2

I am trying to fit a model to my data, which has a dependent variable that can be 0 or 1.

I tried to fit a binomial glmer to the data, but the fit is pretty bad as you can see below. This puzzles me because this is quite a sigmoid so I thought I would get a great fit with that kind of model? Am I using the wrong model? (color is my data, black is the fit) plot bad fit

Here is the code I used on r

library(lme4)
library(ggplot2)

exdata <- read.csv("https://raw.githubusercontent.com/FlorianLeprevost/dummydata/main/exdata.csv")

model=glmer(VD~ as.factor(VI2)*VI1 + (1|ID),exdata, 
            family=binomial(link = "logit"), 
            control = glmerControl(optimizer = "bobyqa", optCtrl = list(maxfun=2e5)))
summary(model)
exdata$fit=predict(model, type = "response")

ggplot(exdata,aes(VI1, VD,  color=as.factor(VI2),
                     group=as.factor(VI2))) + 
  stat_summary(geom="line", size=0.8) +
  stat_summary(aes(y=(fit)),geom="line", size=0.8, color="black") +
  theme_bw()

And I tried without the random effect to see if it would change but no...

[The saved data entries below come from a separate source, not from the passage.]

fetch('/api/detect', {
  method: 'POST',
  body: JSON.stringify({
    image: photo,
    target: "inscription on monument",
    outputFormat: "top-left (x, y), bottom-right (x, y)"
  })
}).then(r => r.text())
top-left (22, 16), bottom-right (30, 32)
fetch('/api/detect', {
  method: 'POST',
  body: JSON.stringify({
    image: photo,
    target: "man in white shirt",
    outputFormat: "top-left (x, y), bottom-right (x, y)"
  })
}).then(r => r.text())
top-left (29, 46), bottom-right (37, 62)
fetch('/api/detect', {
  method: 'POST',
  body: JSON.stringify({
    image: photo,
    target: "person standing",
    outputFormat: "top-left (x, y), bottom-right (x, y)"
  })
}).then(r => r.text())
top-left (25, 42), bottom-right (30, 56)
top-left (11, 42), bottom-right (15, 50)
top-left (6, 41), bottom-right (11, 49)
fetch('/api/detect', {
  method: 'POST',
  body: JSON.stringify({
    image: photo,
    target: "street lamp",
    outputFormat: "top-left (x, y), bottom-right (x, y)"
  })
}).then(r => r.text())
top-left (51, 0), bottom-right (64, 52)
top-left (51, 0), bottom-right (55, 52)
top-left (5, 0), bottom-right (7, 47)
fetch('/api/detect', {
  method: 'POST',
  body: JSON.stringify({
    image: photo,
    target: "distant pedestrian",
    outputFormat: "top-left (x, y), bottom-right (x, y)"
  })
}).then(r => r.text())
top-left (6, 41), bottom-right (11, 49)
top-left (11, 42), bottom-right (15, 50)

ggplot(exdata, aes(x=VI1, y=VD, color=as.factor(VI2),
                      group=as.factor(VI2))) + 
  stat_summary(fun.data=mean_se, geom="line", size=1)+
  stat_smooth(method="glm", se=FALSE, method.args = list(family=binomial), color='black')

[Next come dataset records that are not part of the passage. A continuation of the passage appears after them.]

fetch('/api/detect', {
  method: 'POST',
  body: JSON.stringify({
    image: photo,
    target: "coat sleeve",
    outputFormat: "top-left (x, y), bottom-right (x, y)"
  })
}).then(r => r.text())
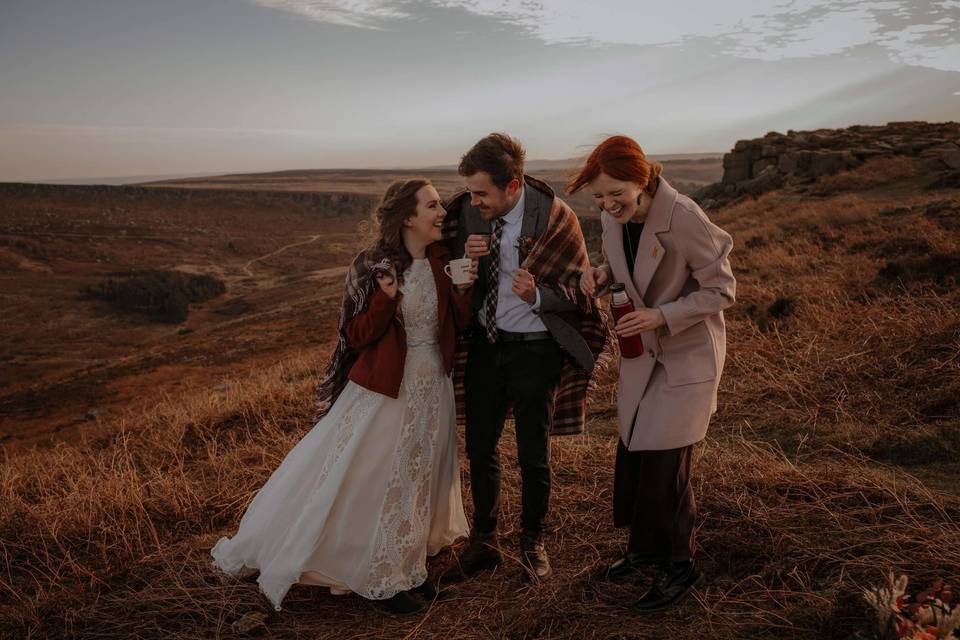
top-left (537, 286), bottom-right (579, 314)
top-left (344, 288), bottom-right (401, 349)
top-left (658, 205), bottom-right (736, 336)
top-left (450, 288), bottom-right (474, 329)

Here is the data:https://github.com/FlorianLeprevost/dummydata/blob/main/exdata.csv

FloLe
  • 41
  • 5

1 Answers1

1

tl;dr I don't think these data are as sigmoidal as you think. In particular, a logistic regression estimates a sigmoid curve that ranges from 0 to 1, whereas yours levels out (sort of) at 0.9. In much more detail:

slightly streamlined data import/model fitting

library(lme4)
library(ggplot2)
library(dplyr)

exdata <- (read.csv("https://raw.githubusercontent.com/FlorianLeprevost/dummydata/main/exdata.csv")
    |> mutate(across(VI2, factor))
)
model <- glmer(VD~ VI2*VI1 + (1|ID),
            exdata, 
            family=binomial(link = "logit")) 

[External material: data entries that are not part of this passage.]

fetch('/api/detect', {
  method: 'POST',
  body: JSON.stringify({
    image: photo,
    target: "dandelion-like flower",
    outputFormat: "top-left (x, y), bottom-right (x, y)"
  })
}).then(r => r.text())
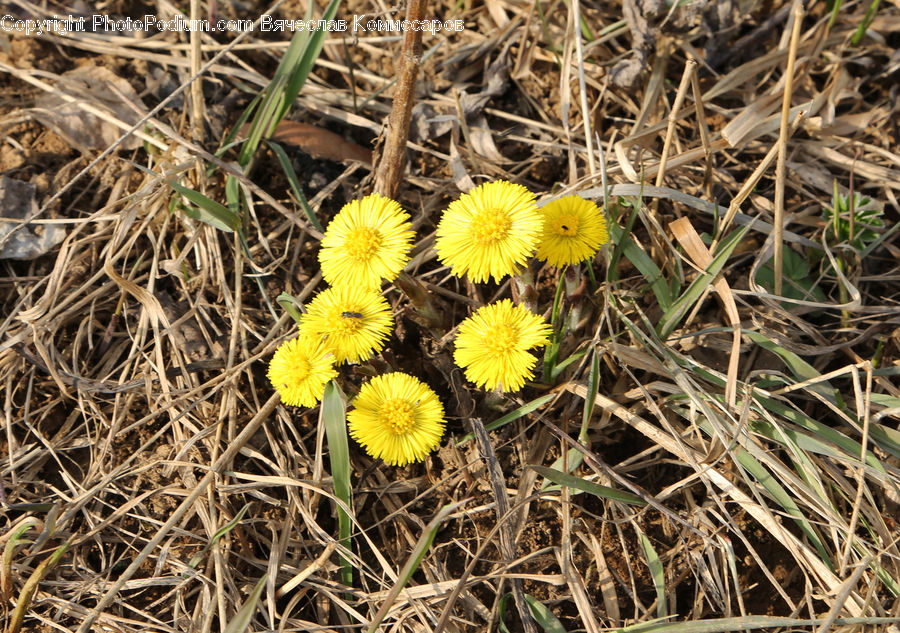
top-left (454, 299), bottom-right (551, 392)
top-left (348, 372), bottom-right (445, 466)
top-left (319, 193), bottom-right (414, 288)
top-left (536, 195), bottom-right (609, 267)
top-left (435, 180), bottom-right (542, 283)
top-left (299, 285), bottom-right (393, 363)
top-left (268, 336), bottom-right (337, 407)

compute data summary and predictions

This can also be done with stat_summary(), but I like the finer control of doing it myself. In particular, I like to get Clopper-Pearson CIs on the proportions (could also do this with prop.test() to get score-test CIs). I'm also computing predictions across a wider VI1-range than the data (see why below).

ddsum <- (exdata
    |> group_by(VI1, VI2)
    |> summarise(
           num = n(),
           pos = sum(VD),
           VD = mean(VD),
           lwr = binom.test(pos, num)$conf.int[1],
           upr = binom.test(pos, num)$conf.int[2],
           .groups = "drop")
)

pframe <- expand.grid(
    VI1 = seq(-50, 50, length = 101),
    VI2 = unique(exdata$VI2))
pframe$VD <- predict(model, newdata = pframe, re.form = ~0, type = "response")

plot

gg0 <- ggplot(ddsum,aes(x=VI1, y=VD,  color=VI2)) + 
    geom_pointrange(position = position_dodge(width = 0.3),
                    aes(ymin = lwr, ymax = upr, size = num), alpha = 0.5) +
    scale_size_area(max_size = 4) +
    theme_bw()
gg1 <- gg0 + geom_line(data = pframe)
ggsave(g1, file = "gglogist1.png")

enter image description here

Conclusion: the sharp increase from x=0 to x=15 combined with the saturation below 1.0 makes it hard to fit with a logistic curve.

We could try a quadratic-logistic fit:

model2 <- update(model, . ~ poly(VI1,2)*VI2 + (1|ID))
pframe$VD2 <- predict(model2, newdata = pframe, re.form = ~0, type = "response")
gg2 <- gg1 + geom_line(data=pframe, aes(y=VD2), linetype = 2)
ggsave(gg2, file = "gglogist2.png")

enter image description here

This fits better (it couldn't fit worse), but might not make sense for your application.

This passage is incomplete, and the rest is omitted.